Les attaques de gouvernance diffèrent des exploits crypto récents

Les incidents de sécurité récents ont démontré que les attaquants ciblent de plus en plus différentes parties de l'infrastructure crypto.

Fin du mois dernier, le protocole de perpétuels décentralisés Ostium a conclu que des attaquants avaient volé 23,75 millions de USDC après avoir obtenu un accès non autorisé à son infrastructure off-chain au lieu d'exploiter des vulnérabilités dans ses contrats intelligents.

Selon le post-mortem d'Ostium, des rapports de prix BTC-USD frauduleux soumis via une infrastructure de confiance ont permis à l'attaquant de générer des profits de trading artificiels qui ont été réglés contre le coffre de liquidité OLP public du protocole. Une analyse antérieure de la firme de sécurité blockchain Blockaid a également conclu que des rapports d'oracle manipulés, plutôt que des failles dans le code du contrat, avaient permis l'exploit.
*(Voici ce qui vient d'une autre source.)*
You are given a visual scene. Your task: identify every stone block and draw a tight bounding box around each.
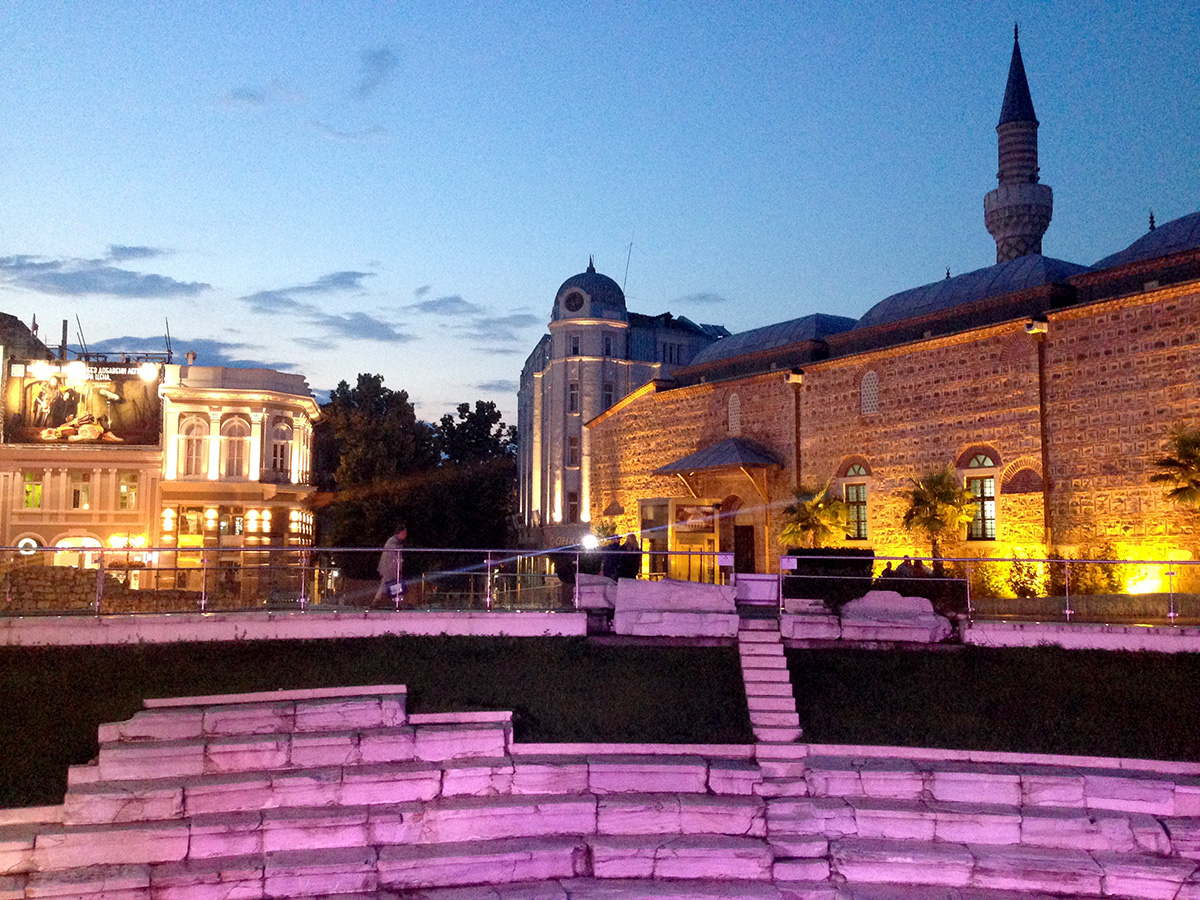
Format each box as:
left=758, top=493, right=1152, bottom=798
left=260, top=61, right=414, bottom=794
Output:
left=512, top=756, right=588, bottom=794
left=187, top=812, right=263, bottom=860
left=829, top=838, right=974, bottom=888
left=288, top=733, right=362, bottom=768
left=150, top=857, right=264, bottom=900
left=415, top=722, right=511, bottom=762
left=420, top=796, right=596, bottom=844
left=341, top=763, right=442, bottom=806
left=442, top=757, right=512, bottom=797
left=62, top=781, right=184, bottom=824
left=204, top=702, right=295, bottom=737
left=596, top=794, right=767, bottom=838
left=359, top=726, right=416, bottom=763
left=25, top=865, right=150, bottom=900
left=379, top=838, right=587, bottom=890
left=295, top=694, right=406, bottom=732
left=588, top=756, right=708, bottom=794
left=98, top=740, right=204, bottom=781
left=971, top=845, right=1104, bottom=895
left=100, top=709, right=204, bottom=744
left=1092, top=853, right=1196, bottom=900
left=767, top=797, right=858, bottom=840
left=262, top=806, right=370, bottom=853
left=847, top=798, right=937, bottom=841
left=928, top=762, right=1021, bottom=806
left=708, top=760, right=762, bottom=794
left=263, top=847, right=379, bottom=898
left=592, top=835, right=773, bottom=881
left=34, top=822, right=188, bottom=871
left=184, top=773, right=276, bottom=816
left=204, top=734, right=290, bottom=774
left=1084, top=773, right=1175, bottom=816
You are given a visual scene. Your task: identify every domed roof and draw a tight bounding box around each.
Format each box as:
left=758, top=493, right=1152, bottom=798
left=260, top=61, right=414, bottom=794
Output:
left=552, top=259, right=629, bottom=320
left=1092, top=212, right=1200, bottom=269
left=854, top=253, right=1088, bottom=329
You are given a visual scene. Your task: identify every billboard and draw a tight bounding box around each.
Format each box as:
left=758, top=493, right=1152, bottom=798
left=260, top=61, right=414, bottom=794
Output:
left=4, top=360, right=162, bottom=444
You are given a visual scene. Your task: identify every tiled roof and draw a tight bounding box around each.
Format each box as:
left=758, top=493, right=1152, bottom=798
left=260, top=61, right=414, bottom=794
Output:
left=856, top=253, right=1088, bottom=329
left=654, top=438, right=784, bottom=475
left=690, top=312, right=854, bottom=366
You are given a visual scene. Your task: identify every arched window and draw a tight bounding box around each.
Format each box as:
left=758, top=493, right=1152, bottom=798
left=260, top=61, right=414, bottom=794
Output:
left=221, top=416, right=250, bottom=478
left=271, top=419, right=292, bottom=478
left=179, top=415, right=209, bottom=475
left=726, top=394, right=742, bottom=437
left=858, top=372, right=880, bottom=415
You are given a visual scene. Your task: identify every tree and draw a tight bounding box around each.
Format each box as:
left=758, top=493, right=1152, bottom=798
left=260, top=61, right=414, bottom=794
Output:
left=779, top=482, right=853, bottom=547
left=901, top=466, right=979, bottom=565
left=1150, top=426, right=1200, bottom=510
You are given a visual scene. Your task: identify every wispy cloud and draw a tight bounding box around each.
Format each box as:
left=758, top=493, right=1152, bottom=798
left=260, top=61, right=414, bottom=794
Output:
left=355, top=47, right=400, bottom=100
left=674, top=292, right=733, bottom=306
left=0, top=244, right=212, bottom=299
left=221, top=78, right=300, bottom=108
left=404, top=294, right=484, bottom=316
left=241, top=271, right=416, bottom=349
left=312, top=121, right=388, bottom=144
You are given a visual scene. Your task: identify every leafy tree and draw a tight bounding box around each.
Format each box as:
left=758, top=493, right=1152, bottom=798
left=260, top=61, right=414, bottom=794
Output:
left=779, top=482, right=853, bottom=547
left=901, top=467, right=979, bottom=565
left=1150, top=426, right=1200, bottom=510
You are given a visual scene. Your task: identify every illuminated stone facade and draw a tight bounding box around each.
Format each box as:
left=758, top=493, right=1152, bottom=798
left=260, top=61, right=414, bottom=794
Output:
left=587, top=31, right=1200, bottom=580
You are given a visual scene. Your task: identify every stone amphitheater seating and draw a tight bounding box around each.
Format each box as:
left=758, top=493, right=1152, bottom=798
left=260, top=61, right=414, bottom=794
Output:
left=0, top=686, right=1200, bottom=900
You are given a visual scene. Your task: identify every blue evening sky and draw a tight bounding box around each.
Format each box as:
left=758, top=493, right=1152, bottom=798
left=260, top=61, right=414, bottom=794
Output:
left=0, top=0, right=1200, bottom=422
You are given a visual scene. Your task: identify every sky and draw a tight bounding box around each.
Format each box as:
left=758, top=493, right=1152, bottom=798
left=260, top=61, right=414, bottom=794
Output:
left=0, top=0, right=1200, bottom=424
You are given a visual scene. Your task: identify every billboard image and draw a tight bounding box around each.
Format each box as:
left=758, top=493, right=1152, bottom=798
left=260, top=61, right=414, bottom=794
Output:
left=5, top=360, right=162, bottom=444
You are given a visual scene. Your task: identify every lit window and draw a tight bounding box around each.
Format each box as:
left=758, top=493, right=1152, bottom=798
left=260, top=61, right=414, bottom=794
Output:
left=221, top=418, right=250, bottom=478
left=116, top=472, right=138, bottom=510
left=179, top=415, right=209, bottom=475
left=844, top=482, right=866, bottom=541
left=858, top=372, right=880, bottom=415
left=25, top=472, right=42, bottom=509
left=271, top=419, right=292, bottom=476
left=71, top=472, right=91, bottom=509
left=967, top=475, right=996, bottom=541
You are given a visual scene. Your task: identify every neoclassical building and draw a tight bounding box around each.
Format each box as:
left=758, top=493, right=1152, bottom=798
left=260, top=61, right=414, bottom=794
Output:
left=584, top=30, right=1200, bottom=577
left=517, top=260, right=728, bottom=547
left=0, top=336, right=319, bottom=587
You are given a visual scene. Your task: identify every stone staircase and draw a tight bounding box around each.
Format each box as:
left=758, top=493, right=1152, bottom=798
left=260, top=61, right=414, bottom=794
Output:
left=738, top=616, right=800, bottom=742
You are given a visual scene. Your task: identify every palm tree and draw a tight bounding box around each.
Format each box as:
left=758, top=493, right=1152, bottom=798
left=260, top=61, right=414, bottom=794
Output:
left=1150, top=426, right=1200, bottom=509
left=901, top=466, right=979, bottom=566
left=779, top=481, right=852, bottom=547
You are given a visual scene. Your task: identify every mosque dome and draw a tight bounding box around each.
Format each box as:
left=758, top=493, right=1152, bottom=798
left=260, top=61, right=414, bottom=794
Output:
left=1092, top=212, right=1200, bottom=269
left=551, top=259, right=629, bottom=322
left=854, top=253, right=1088, bottom=329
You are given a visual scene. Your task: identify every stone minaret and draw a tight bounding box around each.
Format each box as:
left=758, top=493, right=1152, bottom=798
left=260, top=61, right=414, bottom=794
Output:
left=983, top=26, right=1054, bottom=263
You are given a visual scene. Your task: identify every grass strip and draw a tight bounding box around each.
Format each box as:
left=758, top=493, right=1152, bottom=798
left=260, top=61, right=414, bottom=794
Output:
left=0, top=636, right=752, bottom=806
left=787, top=647, right=1200, bottom=761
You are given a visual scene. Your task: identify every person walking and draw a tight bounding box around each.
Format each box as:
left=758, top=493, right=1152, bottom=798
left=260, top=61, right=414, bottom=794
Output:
left=374, top=522, right=408, bottom=610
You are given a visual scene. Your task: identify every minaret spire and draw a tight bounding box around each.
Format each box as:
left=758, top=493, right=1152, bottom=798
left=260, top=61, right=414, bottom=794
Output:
left=983, top=23, right=1054, bottom=263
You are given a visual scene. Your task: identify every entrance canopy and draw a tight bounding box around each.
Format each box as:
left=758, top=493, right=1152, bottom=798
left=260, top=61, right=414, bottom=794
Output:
left=653, top=438, right=784, bottom=475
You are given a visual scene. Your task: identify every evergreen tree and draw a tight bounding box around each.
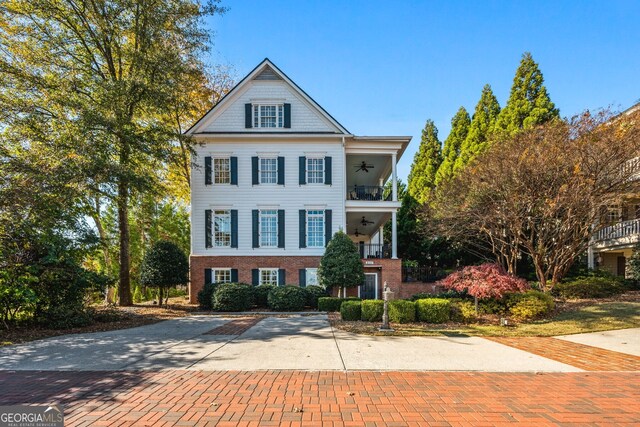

Séparément, l'incident du portefeuille Coldcard est né d'un problème de firmware introduit lors d'une mise à jour logicielle en mars 2021. Les équipes d'ingénierie et de sécurité Bitcoin de Coinkite et Block ont conclu que le firmware affecté générait les graines de portefeuille en utilisant un générateur pseudo-aléatoire déterministe au lieu du générateur de nombres aléatoires matériel prévu, réduisant l'entropie utilisée pour créer les clés privées.

Galaxy Research a confirmé des vols totalisant 1 596 BTC sur environ 7 300 adresses liées à trois vagues d'attaque. La firme de recherche a également identifié une quatrième vague coordonnée suspectée impliquant 448,7 BTC supplémentaires, bien qu'elle n'ait pas encore inclus ces adresses dans son total confirmé car une confirmation de victime supplémentaire est en attente.

L'examen de Coldcard s'est étendu aux vérifications de sécurité à l'échelle de Bitcoin

L'incident de Coldcard a incité les développeurs à examiner une portion beaucoup plus importante de l'écosystème logiciel de Bitcoin.

Plus tôt cette semaine, le développeur Bitcoin Calle a déclaré que l'Équipe Rouge Bitcoin bénévole avait effectué des examens assistés par IA et manuels sur 390 référentiels liés à Bitcoin, identifiant 4 962 problèmes de sécurité potentiels, dont 720 classés comme de gravité élevée ou critique.

Selon Calle, environ 21,4% des résultats signalés ont déjà été reproduits par vérification manuelle avant d'être divulgués en privé aux développeurs concernés.

La campagne d'examen couvre les portefeuilles Bitcoin, les bibliothèques cryptographiques, les logiciels d'infrastructure et d'autres projets open source. Calle a déclaré qu'OpenSats finançait environ 10 000 $ par jour en coûts de calcul, tandis que Kimi Moonshot a fourni des comptes IA et un accès à son modèle Kimi K3 pour soutenir cet effort.

La gouvernance est restée la surface d'attaque

Contrairement à l'exploit d'Ostium ou à l'incident du portefeuille Coldcard, l'attaque de StrongBlock ne s'est pas appuyée sur une infrastructure compromise, une manipulation d'oracle ou des faiblesses cryptographiques.

Au lieu de cela, l'attaquant a d'abord obtenu le contrôle de la gouvernance avant de modifier le propre contrat d'administrateur du protocole.

Selon Defimon Alerts, la mise à niveau du proxy du Gouverneur vers une implémentation contenant la fonction forward(adresse, bytes) restreinte a donné au portefeuille de l'attaquant l'autorité exclusive pour exécuter des appels arbitraires via le contrat de Gouverneur.

Les actifs volés ont ensuite été transférés en utilisant des permissions que le protocole lui-même a accordées après l'achèvement de la proposition de gouvernance, illustrant comment les systèmes de gouvernance abandonnés peuvent continuer à exercer un contrôle administratif sur les contrats de protocole même après que l'activité de développement ait largement cessé.